Moutaillier Jack/Divulgação
Moutaillier Jack/Divulgação

No vale dos imortais

Chorão e Alvin Lee partiram na mesma semana. Só o tempo dirá quem é mais forte do que a morte

Julio Maria - O Estado de S.Paulo,

09 de março de 2013 | 07h00

A morte precisa de um tempo. Seu trabalho é lento e leva de sete a dez anos para concluir um projeto de eternidade. Não adianta se apressar. Seu veredicto separa os ordinários dos extraordinários e mostra quais fizeram história de fato, quais deixaram seguidores, quais foram mais fortes do que a própria morte.

A moça trabalhou pesado nesta semana. Em dois dias, ceifou a vida de dois candidatos a um pódio de destaque no além. Do rock brasileiro dos anos 90, Chorão, o roqueiro que movia massas de fãs com um simples comando, partiu jovem, aos 42 anos, provavelmente vítima de um consumo de drogas incontrolável. Um dia depois e, com muito mais discrição, se foi o guitarrista Alvin Lee, 68 anos, um fenômeno que se tornou referência desde que tocou no festival de Woodstock, em 1969, com sua banda, o Ten Years After. Lee, que pouca gente sabe quem é, ganhou poucas ou nenhuma linha nos jornais. Além de sua baixa popularidade no Brasil, sua morte não ‘teve graça’. Foi vítima de complicações de uma "cirurgia de rotina", como informaram suas filhas.
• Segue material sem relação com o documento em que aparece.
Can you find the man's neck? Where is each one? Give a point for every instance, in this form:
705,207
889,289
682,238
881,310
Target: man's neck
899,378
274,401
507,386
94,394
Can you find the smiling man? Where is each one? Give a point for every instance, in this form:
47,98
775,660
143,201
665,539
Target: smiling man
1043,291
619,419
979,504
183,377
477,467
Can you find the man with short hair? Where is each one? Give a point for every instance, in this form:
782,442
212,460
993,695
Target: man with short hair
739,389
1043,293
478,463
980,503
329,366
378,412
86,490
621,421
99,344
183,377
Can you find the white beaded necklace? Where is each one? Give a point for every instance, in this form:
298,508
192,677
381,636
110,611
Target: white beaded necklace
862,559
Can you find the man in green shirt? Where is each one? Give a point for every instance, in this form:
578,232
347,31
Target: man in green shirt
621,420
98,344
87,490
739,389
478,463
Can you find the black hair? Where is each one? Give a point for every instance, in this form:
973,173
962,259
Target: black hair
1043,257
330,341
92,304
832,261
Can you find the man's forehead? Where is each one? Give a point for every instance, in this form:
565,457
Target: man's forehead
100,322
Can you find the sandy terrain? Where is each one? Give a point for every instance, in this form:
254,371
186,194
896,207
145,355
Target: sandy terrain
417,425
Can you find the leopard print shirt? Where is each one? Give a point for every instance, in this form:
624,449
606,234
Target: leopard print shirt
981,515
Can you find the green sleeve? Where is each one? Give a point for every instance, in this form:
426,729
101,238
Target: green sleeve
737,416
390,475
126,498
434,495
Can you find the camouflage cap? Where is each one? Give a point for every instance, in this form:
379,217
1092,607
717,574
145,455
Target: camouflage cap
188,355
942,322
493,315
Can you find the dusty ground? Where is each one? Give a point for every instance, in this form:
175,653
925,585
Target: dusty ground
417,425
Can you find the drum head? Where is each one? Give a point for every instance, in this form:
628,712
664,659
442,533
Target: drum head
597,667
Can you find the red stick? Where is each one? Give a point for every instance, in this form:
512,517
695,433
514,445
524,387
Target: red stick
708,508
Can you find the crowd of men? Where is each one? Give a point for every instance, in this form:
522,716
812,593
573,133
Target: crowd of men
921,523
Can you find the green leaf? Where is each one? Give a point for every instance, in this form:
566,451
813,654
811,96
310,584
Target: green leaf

Chorão foi comparado por admiradores mais afoitos a Renato Russo e Cazuza. Para eles, não resta dúvidas. A música perdeu um grande poeta e um grande cantor. As redes sociais se encheram de discussões de fãs fanáticos contra fãs nem tão fãs assim. Os primeiros, bem ao estilo Chorão, desancavam os segundos, que pediam cautela a quem colocava o roqueiro nas alturas.

Chorão teve sua importância, mas chamá-lo de gênio é o cúmulo de uma hipocrisia que ele mesmo detestava. Não fazia grandes letras nem era um primor de cantor. Tinha a seu favor a identificação imediata com um jovem da periferia, office-boy, skatista, rapper, que via Chorão como quem olha no espelho. O linguajar, as roupas, a música - tudo era familiar demais para ser ignorado. O formato da morte que lhe surgiu pode ser um impulso ao estrelato no além.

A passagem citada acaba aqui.